Microsoft isn’t taking its foot off the gas pedal now that the Windows 10 Anniversary Update is rolling out. On Thursday, the company released Windows Insider preview build 14901 for PCs in the fast ring—the first post-AU preview build. Microsoft says it doesn’t have an Insider build ready for mobile yet.
The mobile team “is laser-focused” on getting the Anniversary Update ready for mobile users, Microsoft’s Insider program chief Dona Sarkar said in a blog post announcing the new PC build. Mobile Insider builds should start rolling out again in a few weeks.
If you’re a Windows Insider and haven’t got the new PC version yet, you can try to prompt the download by going to Start > Settings > Update & Security > Windows Update > Check for updates.
Further reading: How to join the Windows 10 Insider program
The impact on you at home: You may not want to do that just yet, however. Sarkar warns that the next few rounds of Insider builds will be particularly unstable. With these builds Microsoft is working on improvements to OneCore—the central part of Windows that spans across all Windows 10 devices including PCs, tablets, phones, HoloLens, and Xbox.
Anyone who doesn’t want to deal with more bugs than usual should switch from the fast ring to the slow or release preview rings. (A reminder that installing fast ring builds on a machine you use every day is generally a bad idea).
Since this build is all about improving OneCore there aren’t many exciting new features to speak of, as expected. However, there is one minor addition to the new build that’s worth mentioning.

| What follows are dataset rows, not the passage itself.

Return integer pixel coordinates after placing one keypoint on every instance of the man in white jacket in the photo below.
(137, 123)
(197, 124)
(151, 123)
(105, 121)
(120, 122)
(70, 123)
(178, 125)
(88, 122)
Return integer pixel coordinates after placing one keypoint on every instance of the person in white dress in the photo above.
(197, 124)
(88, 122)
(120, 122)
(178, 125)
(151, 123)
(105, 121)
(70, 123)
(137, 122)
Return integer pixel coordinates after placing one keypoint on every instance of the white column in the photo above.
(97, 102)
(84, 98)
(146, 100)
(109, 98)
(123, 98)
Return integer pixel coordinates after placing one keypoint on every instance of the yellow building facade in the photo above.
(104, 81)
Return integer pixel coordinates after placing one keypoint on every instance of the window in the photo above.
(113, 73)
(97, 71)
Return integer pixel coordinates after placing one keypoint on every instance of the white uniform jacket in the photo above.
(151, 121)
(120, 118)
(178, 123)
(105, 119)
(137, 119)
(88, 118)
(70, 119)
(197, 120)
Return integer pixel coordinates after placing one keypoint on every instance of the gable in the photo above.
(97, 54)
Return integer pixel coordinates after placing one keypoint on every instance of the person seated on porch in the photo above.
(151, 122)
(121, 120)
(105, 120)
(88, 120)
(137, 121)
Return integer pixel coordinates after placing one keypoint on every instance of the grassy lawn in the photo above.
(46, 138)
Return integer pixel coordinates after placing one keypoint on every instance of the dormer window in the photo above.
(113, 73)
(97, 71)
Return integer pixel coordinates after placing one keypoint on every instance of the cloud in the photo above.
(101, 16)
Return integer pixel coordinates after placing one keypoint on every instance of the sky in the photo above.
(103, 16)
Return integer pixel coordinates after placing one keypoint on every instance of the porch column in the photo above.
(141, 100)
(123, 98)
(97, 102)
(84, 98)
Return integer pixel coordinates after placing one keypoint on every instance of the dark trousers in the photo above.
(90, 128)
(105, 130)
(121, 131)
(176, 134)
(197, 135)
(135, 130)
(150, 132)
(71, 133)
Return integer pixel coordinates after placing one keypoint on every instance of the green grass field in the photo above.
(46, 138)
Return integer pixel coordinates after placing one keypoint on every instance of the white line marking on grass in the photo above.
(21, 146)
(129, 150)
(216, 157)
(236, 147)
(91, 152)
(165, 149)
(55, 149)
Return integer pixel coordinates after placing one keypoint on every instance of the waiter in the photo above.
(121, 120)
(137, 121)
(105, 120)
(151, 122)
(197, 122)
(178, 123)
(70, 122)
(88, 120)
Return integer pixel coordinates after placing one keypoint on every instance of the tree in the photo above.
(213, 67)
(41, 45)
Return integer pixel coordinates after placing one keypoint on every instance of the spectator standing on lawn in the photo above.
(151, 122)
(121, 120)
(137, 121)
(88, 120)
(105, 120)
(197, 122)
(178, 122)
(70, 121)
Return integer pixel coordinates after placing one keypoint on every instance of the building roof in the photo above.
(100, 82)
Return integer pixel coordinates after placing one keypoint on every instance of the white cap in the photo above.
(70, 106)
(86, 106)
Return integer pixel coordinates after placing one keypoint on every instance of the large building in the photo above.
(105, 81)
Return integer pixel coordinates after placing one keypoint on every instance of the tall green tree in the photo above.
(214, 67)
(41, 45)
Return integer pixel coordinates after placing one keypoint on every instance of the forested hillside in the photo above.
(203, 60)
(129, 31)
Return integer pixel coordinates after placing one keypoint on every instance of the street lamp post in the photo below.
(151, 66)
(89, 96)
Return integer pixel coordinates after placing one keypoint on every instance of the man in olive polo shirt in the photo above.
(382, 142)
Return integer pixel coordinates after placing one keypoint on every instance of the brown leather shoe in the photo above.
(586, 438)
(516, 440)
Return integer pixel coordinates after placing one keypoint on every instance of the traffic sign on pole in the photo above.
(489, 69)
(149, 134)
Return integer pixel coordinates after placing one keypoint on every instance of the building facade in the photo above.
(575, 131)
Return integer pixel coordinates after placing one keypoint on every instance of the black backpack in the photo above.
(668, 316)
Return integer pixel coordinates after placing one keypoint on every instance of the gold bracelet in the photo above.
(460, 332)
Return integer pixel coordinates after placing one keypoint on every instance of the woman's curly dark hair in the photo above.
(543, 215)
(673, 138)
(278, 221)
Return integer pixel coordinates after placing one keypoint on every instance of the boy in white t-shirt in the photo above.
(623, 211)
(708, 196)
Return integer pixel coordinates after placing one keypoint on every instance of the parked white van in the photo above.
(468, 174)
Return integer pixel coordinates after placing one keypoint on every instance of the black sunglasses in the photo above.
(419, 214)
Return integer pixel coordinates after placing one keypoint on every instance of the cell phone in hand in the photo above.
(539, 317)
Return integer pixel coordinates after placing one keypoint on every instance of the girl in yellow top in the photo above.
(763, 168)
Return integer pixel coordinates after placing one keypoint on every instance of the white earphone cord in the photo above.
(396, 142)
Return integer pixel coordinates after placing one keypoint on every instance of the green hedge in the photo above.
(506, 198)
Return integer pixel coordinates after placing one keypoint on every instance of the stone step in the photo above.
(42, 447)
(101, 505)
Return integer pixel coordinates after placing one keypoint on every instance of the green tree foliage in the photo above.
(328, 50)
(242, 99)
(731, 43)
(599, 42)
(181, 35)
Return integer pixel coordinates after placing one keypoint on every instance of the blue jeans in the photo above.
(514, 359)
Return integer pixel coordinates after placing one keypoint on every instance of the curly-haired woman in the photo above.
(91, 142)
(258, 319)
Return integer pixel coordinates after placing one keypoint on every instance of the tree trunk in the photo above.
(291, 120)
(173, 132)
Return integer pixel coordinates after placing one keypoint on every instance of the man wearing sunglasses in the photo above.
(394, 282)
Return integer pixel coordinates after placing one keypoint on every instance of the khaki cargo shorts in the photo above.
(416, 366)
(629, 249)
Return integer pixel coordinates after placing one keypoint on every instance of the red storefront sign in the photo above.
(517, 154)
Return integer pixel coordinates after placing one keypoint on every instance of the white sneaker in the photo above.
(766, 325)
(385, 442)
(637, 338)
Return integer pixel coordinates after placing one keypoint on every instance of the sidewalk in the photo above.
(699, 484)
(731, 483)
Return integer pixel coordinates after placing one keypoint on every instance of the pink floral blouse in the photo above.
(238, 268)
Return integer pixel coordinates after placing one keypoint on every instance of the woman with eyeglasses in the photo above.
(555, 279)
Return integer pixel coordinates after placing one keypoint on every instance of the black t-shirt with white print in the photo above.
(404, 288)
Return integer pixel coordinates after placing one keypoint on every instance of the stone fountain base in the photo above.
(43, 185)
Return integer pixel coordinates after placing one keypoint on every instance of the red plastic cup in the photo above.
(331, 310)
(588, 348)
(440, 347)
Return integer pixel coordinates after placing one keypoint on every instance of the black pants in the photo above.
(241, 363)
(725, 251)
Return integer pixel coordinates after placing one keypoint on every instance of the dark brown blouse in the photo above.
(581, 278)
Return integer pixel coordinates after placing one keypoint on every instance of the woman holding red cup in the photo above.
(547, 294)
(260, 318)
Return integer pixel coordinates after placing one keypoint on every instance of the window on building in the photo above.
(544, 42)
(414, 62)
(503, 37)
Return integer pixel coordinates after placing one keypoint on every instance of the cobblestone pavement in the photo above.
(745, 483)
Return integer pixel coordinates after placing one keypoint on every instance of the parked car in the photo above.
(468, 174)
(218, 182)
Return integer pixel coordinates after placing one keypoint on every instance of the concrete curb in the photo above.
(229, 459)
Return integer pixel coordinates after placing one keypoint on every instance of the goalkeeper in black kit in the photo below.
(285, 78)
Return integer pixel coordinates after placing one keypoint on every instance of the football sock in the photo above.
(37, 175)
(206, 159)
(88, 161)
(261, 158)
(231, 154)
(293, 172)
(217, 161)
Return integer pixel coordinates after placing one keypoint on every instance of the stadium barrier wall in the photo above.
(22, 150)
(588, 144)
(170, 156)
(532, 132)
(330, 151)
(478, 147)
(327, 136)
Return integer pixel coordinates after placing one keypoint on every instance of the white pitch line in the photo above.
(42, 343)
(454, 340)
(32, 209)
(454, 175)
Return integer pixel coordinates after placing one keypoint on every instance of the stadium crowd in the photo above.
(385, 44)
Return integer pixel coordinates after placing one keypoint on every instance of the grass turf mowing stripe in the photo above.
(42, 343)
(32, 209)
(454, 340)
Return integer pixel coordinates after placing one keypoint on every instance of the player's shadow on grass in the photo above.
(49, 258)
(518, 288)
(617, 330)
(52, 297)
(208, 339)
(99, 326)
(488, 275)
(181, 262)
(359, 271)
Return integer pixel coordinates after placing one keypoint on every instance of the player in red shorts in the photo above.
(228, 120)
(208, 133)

Microsoft is testing a new notifications feature within File Explorer. These notifications aren’t connected to an app or to your files. Instead, the notifications provide “product education,” such as telling you about new features or information about how you can better use Windows. There is, thankfully, a way to opt out of these notifications in the new build by opening File Explorer and clicking on View > Options.